Neue Wertschätzung für Lebensmittel. Rückblick auf vier Jahre „Runder Tisch“ in Nordrhein-Westfalen

TA-Projekte

Neue Wertschätzung für Lebensmittel

Rückblick auf vier Jahre „Runder Tisch“ in Nordrhein-Westfalen

von Sonja Pannenbecker, Ministerium für Klimaschutz, Umwelt, Landwirtschaft, Natur- und Verbraucherschutz des Landes Nordrhein-Westfalen

Das Thema Lebensmittelverschwendung wurde 2010 zum ersten Mal in der breiten Öffentlichkeit diskutiert, u. a. ausgelöst durch die Reportage „Frisch auf den Müll – Wie Lebensmittel verschwendet werden“, ausgestrahlt in der ARD-Themenwoche „Essen ist Leben“ im Oktober 2010, sowie die Veröffentlichung einer Studie der EU-Kommission „Preparatory Study on Food Waste Across EU 27“ (EC 2010). Als erstes Bundesland rief Nordrhein-Westfalen im Dezember 2010 aufgrund des großen Handlungsbedarfes einen Runden Tisch zum Thema „Neue Wertschätzung für Lebensmittel“ ein. Er wurde initiiert durch den Verbraucherschutzminister Johannes Remmel (Bündnis 90/Die Grünen), der in diesem Rahmen zu einem nachhaltigen Konsum aufrief.[1] Beim Runden Tisch in Nordrhein-Westfalen kommen seither jährlich Vertreterinnen und Vertreter aus Landwirtschaft, Einzelhandel, Lebensmittelwirtschaft, Wissenschaft sowie aus Verbraucher- und Wohlfahrtsverbänden zusammen und diskutieren gemeinsam über praktikable Handlungsansätze zur Verringerung der Lebensmittelverschwendung. In Deutschland werden – laut Studien im Auftrag des Bundesministeriums für Ernährung und Landwirtschaft – jährlich mindestens elf Millionen Tonnen Lebensmittel entsorgt (Kranert et al. 2012; Peter et al. 2013).[2]

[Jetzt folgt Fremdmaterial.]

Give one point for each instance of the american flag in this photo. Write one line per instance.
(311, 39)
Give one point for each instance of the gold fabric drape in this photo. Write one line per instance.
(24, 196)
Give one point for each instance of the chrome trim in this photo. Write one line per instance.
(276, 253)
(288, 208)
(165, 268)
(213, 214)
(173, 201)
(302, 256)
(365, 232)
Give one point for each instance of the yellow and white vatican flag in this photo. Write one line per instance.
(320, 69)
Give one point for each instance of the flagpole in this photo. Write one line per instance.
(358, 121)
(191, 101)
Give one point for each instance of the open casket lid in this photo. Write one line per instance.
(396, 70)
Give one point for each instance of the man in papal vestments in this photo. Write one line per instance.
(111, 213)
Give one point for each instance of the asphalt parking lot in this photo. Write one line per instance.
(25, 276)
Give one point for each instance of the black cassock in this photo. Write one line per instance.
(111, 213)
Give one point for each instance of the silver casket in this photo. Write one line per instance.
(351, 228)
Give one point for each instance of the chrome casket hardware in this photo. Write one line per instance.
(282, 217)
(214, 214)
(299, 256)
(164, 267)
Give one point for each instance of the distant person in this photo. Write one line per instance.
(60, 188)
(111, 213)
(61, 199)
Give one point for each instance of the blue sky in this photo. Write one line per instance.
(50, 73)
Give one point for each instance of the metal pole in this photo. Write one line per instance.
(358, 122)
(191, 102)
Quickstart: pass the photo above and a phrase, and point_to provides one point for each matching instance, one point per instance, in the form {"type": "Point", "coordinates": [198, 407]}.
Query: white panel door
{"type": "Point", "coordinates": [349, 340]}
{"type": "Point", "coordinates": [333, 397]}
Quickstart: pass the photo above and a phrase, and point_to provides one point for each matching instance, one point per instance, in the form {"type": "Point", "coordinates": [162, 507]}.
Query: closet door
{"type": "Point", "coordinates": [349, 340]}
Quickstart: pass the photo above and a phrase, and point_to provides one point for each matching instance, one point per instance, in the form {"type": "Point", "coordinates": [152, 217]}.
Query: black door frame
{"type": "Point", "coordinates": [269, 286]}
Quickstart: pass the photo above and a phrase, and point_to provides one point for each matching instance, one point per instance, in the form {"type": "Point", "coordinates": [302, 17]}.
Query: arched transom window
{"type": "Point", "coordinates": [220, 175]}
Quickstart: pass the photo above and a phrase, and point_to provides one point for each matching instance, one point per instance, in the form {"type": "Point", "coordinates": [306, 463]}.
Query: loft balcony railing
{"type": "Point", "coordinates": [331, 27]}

1     Wegweisende Projekte

Durch den regelmäßigen Austausch mit hochrangigen Vertretern der gesamten Lebensmittelkette sowie den Sekundärmärkten konnten in Nordrhein-Westfalen Kooperationen der unterschiedlichen Akteure gefördert werden, die Öffentlichkeit wurde für das Thema sensibilisiert und politische Entscheidungen wurden initiiert. Exemplarisch sollen hier einige der wegweisenden Projekte, die aus dem Runden Tisch entstanden sind, genannt werden. Sie wurden vom Verbraucherschutzministerium des Landes Nordrhein-Westfalen beauftragt und gefördert:

Im Frühjahr 2012 wurde die gemeinsame Studie der Fachhochschule Münster und der Verbraucherzentrale Nordrhein-Westfalen „Verringerung von Lebensmittelabfällen – Identifikation von Ursachen und Handlungsoptionen in Nordrhein-Westfalen“ vorgestellt.[3] Zudem wurde eine Studie zu dem Thema Brot und Backwaren an die FH Münster vergeben, deren Zwischenergebnisse beim Runden Tisch im Herbst 2013 vorgestellt wurden und die Anfang 2015 abgeschlossen sein wird.[4] Die Universität Paderborn entwickelte gemeinsam mit der Verbraucherzentrale einen Onlinewerkzeugkoffer für Lehrkräfte an Grundschulen und weiterführenden Schulen in Nordrhein-Westfalen.[5] Der Werkzeugkoffer ist Teil der flankierenden Maßnahmen des EU-Schulobst- und -gemüseprogramms, das in Nordrhein-Westfalen im Schuljahr 2014/2015 in über 1.000 Schulen über 186.000 Schülerinnen und Schüler von Grund- und Förderschulen erreicht.[6] Auch die Station „Lebensmittelretter“ für die interaktive „Ess-Kult-Tour“, durchgeführt durch die Verbraucherzentrale NRW, war Teil dieses Projekts. Die Station vermittelt mit einem Schätzspiel Wissen über die Verlustkette und regt zur „Selbstreflektion mit Kühlschrank und Kochtopf“ an. Diese Station wird sowohl in weiterführenden Schulen ab Klasse sieben als auch bei diversen öffentlichen Veranstaltungen in der Erwachsenenbildung eingesetzt. Die Unterrichtsmaterialien wurden evaluiert und um Module für berufsbildende Schulen erweitert.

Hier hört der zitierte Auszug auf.